Non-Expansive Mappings in Two-Time-Scale Stochastic Approximation: Finite-Time Analysis

TL;DR

This paper extends finite-time analysis of two-time-scale stochastic approximation algorithms to cases with non-expansive mappings, providing convergence rates and applicability to various optimization problems.

Contribution

It broadens existing analysis to include non-expansive mappings on the slower time-scale, offering new convergence guarantees and practical applications.

Findings

Last-iterate mean square residual error decays at $O(1/k^{1/4-psilon})$ rate.

Almost sure convergence of iterates to fixed points.

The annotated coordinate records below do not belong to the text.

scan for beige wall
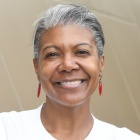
[0,0,140,134]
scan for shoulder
[88,117,140,140]
[0,107,41,140]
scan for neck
[41,100,93,140]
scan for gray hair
[33,4,105,59]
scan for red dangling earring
[37,81,41,98]
[98,76,102,96]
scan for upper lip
[53,78,86,84]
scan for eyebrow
[42,45,59,52]
[42,43,93,52]
[75,43,93,48]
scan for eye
[45,52,60,59]
[75,50,89,56]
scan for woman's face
[34,25,104,106]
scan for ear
[33,58,40,81]
[99,54,104,75]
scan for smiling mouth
[56,80,84,88]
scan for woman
[0,5,140,140]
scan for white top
[0,106,140,140]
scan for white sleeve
[116,128,140,140]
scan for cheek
[79,59,99,78]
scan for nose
[58,55,79,72]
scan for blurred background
[0,0,140,134]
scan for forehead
[40,25,94,46]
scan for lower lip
[56,81,85,89]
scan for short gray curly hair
[33,4,105,60]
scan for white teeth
[60,80,82,86]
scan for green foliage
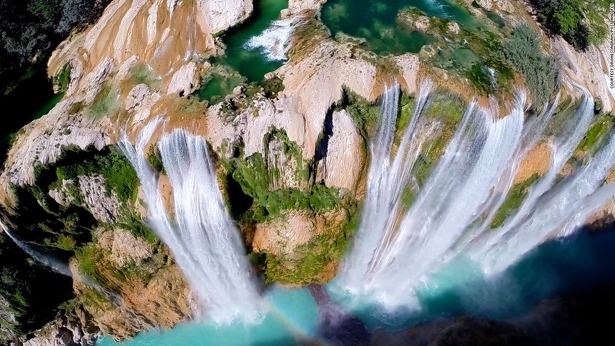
[57,234,77,251]
[90,86,119,117]
[263,77,284,98]
[230,153,341,222]
[56,147,139,201]
[75,244,103,282]
[504,24,560,108]
[577,114,614,155]
[490,174,540,229]
[54,64,71,93]
[0,0,110,92]
[147,145,165,174]
[530,0,609,50]
[339,89,380,137]
[120,215,160,247]
[265,223,354,285]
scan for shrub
[504,24,560,107]
[530,0,608,50]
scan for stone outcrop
[19,308,100,346]
[78,175,121,224]
[0,99,111,205]
[551,37,615,113]
[252,211,326,256]
[317,110,366,192]
[96,228,154,267]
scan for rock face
[20,309,100,346]
[551,37,615,113]
[252,211,326,256]
[78,175,120,224]
[96,228,154,267]
[0,0,613,345]
[318,110,365,191]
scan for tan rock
[77,175,121,224]
[109,229,154,267]
[323,110,365,191]
[551,38,615,113]
[252,210,316,256]
[513,142,551,184]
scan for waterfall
[0,221,73,277]
[244,16,302,61]
[120,120,261,323]
[337,83,615,309]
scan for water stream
[336,85,615,310]
[120,120,261,323]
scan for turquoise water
[0,63,64,165]
[322,0,480,54]
[222,0,288,82]
[99,227,615,346]
[97,288,318,346]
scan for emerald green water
[97,288,318,346]
[97,230,615,346]
[0,63,64,166]
[322,0,480,54]
[222,0,288,82]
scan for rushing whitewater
[0,221,72,277]
[121,121,261,323]
[244,17,302,61]
[338,83,615,308]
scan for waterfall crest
[0,221,73,277]
[120,120,262,323]
[244,17,302,61]
[337,83,615,309]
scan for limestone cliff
[0,0,614,345]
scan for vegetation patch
[503,24,560,109]
[264,213,359,286]
[575,114,614,156]
[336,88,380,138]
[489,174,540,229]
[530,0,609,50]
[225,153,342,222]
[90,85,119,117]
[53,64,71,93]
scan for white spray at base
[244,17,302,61]
[120,120,262,323]
[0,221,73,277]
[336,83,615,309]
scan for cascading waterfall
[0,221,73,277]
[121,120,262,323]
[337,83,615,309]
[245,16,302,61]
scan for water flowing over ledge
[120,120,262,323]
[336,82,615,310]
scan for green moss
[576,114,613,155]
[147,145,166,174]
[490,174,540,229]
[90,85,119,117]
[265,217,358,285]
[503,24,560,109]
[56,147,139,202]
[75,244,104,282]
[263,77,284,98]
[53,64,71,93]
[57,234,77,251]
[339,89,380,137]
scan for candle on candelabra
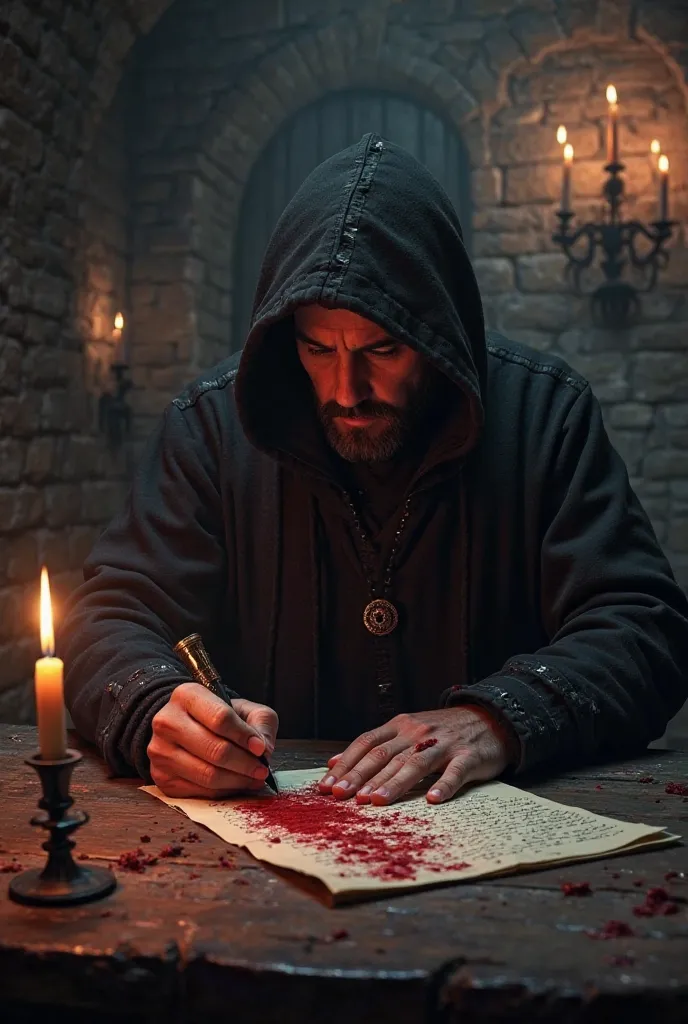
[657,153,669,220]
[113,313,127,362]
[607,85,618,164]
[561,142,573,213]
[34,566,67,761]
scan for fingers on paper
[357,748,441,806]
[319,724,395,796]
[427,749,483,804]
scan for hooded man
[61,135,688,804]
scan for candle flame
[41,565,55,657]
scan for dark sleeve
[59,404,233,778]
[442,388,688,772]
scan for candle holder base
[9,751,117,906]
[9,867,117,906]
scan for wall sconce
[552,85,676,328]
[98,312,132,452]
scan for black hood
[235,134,486,468]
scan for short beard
[318,373,432,462]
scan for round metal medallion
[363,597,399,637]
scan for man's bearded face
[294,304,433,462]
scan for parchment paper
[141,768,680,901]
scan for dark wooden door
[231,90,471,351]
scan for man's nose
[334,352,371,409]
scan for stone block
[7,531,37,583]
[659,402,688,427]
[489,124,600,165]
[31,273,68,319]
[0,486,44,534]
[643,450,688,480]
[571,352,630,401]
[0,108,43,174]
[609,401,654,430]
[516,253,568,292]
[498,293,579,334]
[634,352,688,401]
[471,167,503,207]
[504,164,561,206]
[509,10,563,57]
[0,336,24,394]
[0,437,26,484]
[24,435,57,483]
[81,480,124,524]
[473,257,514,295]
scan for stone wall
[0,0,688,745]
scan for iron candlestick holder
[9,750,117,906]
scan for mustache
[319,399,399,422]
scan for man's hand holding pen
[147,682,278,800]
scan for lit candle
[113,313,126,362]
[34,566,67,761]
[561,142,573,213]
[657,153,669,220]
[607,85,618,164]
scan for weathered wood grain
[0,726,688,1024]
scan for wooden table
[0,726,688,1024]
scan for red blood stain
[235,783,470,881]
[633,886,679,918]
[561,882,593,896]
[160,844,184,857]
[587,921,635,939]
[117,846,158,874]
[414,738,437,754]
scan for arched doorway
[231,89,471,351]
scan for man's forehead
[294,303,385,338]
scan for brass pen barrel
[173,633,280,793]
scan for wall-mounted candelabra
[552,85,676,327]
[98,313,132,452]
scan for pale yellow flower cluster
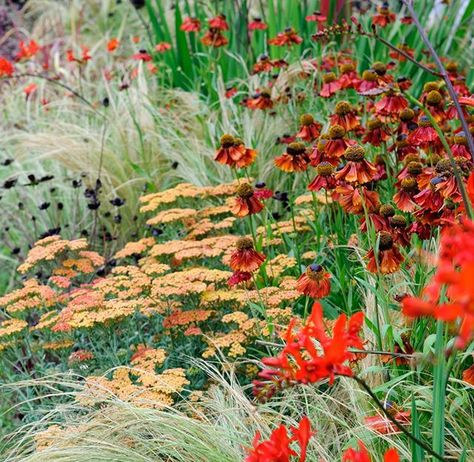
[18,236,87,274]
[0,279,56,313]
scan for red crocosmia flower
[229,237,265,273]
[155,42,171,53]
[319,72,342,98]
[180,17,201,32]
[23,83,38,98]
[333,184,380,215]
[462,364,474,386]
[305,11,327,22]
[16,40,41,61]
[107,38,120,53]
[0,57,15,77]
[296,114,321,142]
[372,5,397,27]
[254,302,363,398]
[342,441,371,462]
[227,271,252,287]
[268,27,303,47]
[274,141,309,173]
[246,88,273,110]
[364,405,410,435]
[201,29,229,48]
[331,101,360,132]
[245,417,314,462]
[324,125,356,162]
[308,162,337,191]
[366,231,404,274]
[362,119,390,146]
[296,264,331,299]
[339,63,360,88]
[408,116,440,149]
[335,145,377,184]
[249,18,268,30]
[375,90,408,118]
[132,50,153,63]
[230,183,273,217]
[208,14,229,30]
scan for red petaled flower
[155,42,171,53]
[275,142,309,172]
[107,38,120,53]
[208,14,229,30]
[268,27,303,47]
[334,184,380,215]
[366,231,403,274]
[230,237,265,273]
[254,302,364,398]
[335,145,377,184]
[180,17,201,32]
[296,114,321,142]
[0,57,15,77]
[16,40,41,61]
[201,28,229,48]
[308,162,337,191]
[324,125,356,159]
[331,101,360,132]
[402,219,474,348]
[246,88,273,110]
[249,18,268,30]
[245,417,314,462]
[319,72,342,98]
[230,183,273,217]
[372,5,396,27]
[296,264,331,299]
[305,11,327,22]
[227,271,252,287]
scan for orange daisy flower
[230,237,266,273]
[296,263,331,299]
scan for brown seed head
[235,237,253,250]
[344,144,365,162]
[329,124,346,140]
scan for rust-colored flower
[296,114,321,142]
[319,72,342,98]
[275,142,309,172]
[229,237,266,273]
[335,145,377,184]
[296,263,331,299]
[268,27,303,47]
[230,183,273,217]
[331,101,360,132]
[366,231,403,274]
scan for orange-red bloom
[296,264,331,299]
[229,237,266,273]
[180,17,201,32]
[230,183,273,217]
[0,57,15,77]
[245,417,314,462]
[268,27,303,47]
[335,145,377,184]
[275,142,309,172]
[366,231,403,274]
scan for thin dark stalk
[400,0,474,160]
[350,376,447,462]
[0,72,100,117]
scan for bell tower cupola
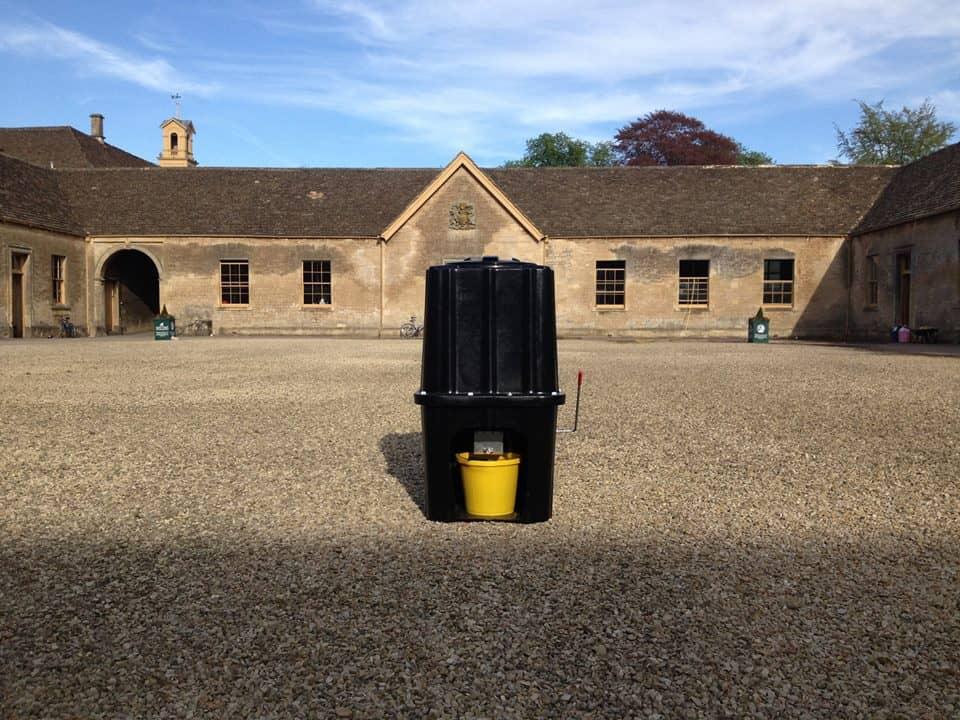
[157,117,197,167]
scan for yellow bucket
[457,453,520,518]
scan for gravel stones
[0,337,960,718]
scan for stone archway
[99,248,160,335]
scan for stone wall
[850,211,960,342]
[384,168,543,331]
[93,237,380,336]
[546,237,846,337]
[0,223,88,337]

Applicable to minimax, linear stochastic, and Lagrangian optimization.

Abstract

Two-time-scale stochastic approximation algorithms are iterative methods used in applications such as optimization, reinforcement learning, and control. Finite-time analysis of these algorithms has primarily focused on fixed point iterations where both time-scales have contractive mappings. In this work, we broaden the scope of such analyses by considering settings where the slower time-scale has a non-expansive mapping. For such algorithms, the slower time-scale can be viewed as a stochastic inexact Krasnoselskii-Mann iteration. We also study a variant where the faster time-scale has a projection step which leads to non-expansiveness in the slower time-scale. We show that the last-iterate mean square residual error for such algorithms decays at a rate $O(1/k^{1/4-\epsilon})$, where $\epsilon>0$ is arbitrarily small. We further establish almost sure convergence of iterates to the set of fixed points. We demonstrate the applicability of our framework by applying our results to minimax optimization, linear stochastic approximation, and Lagrangian optimization.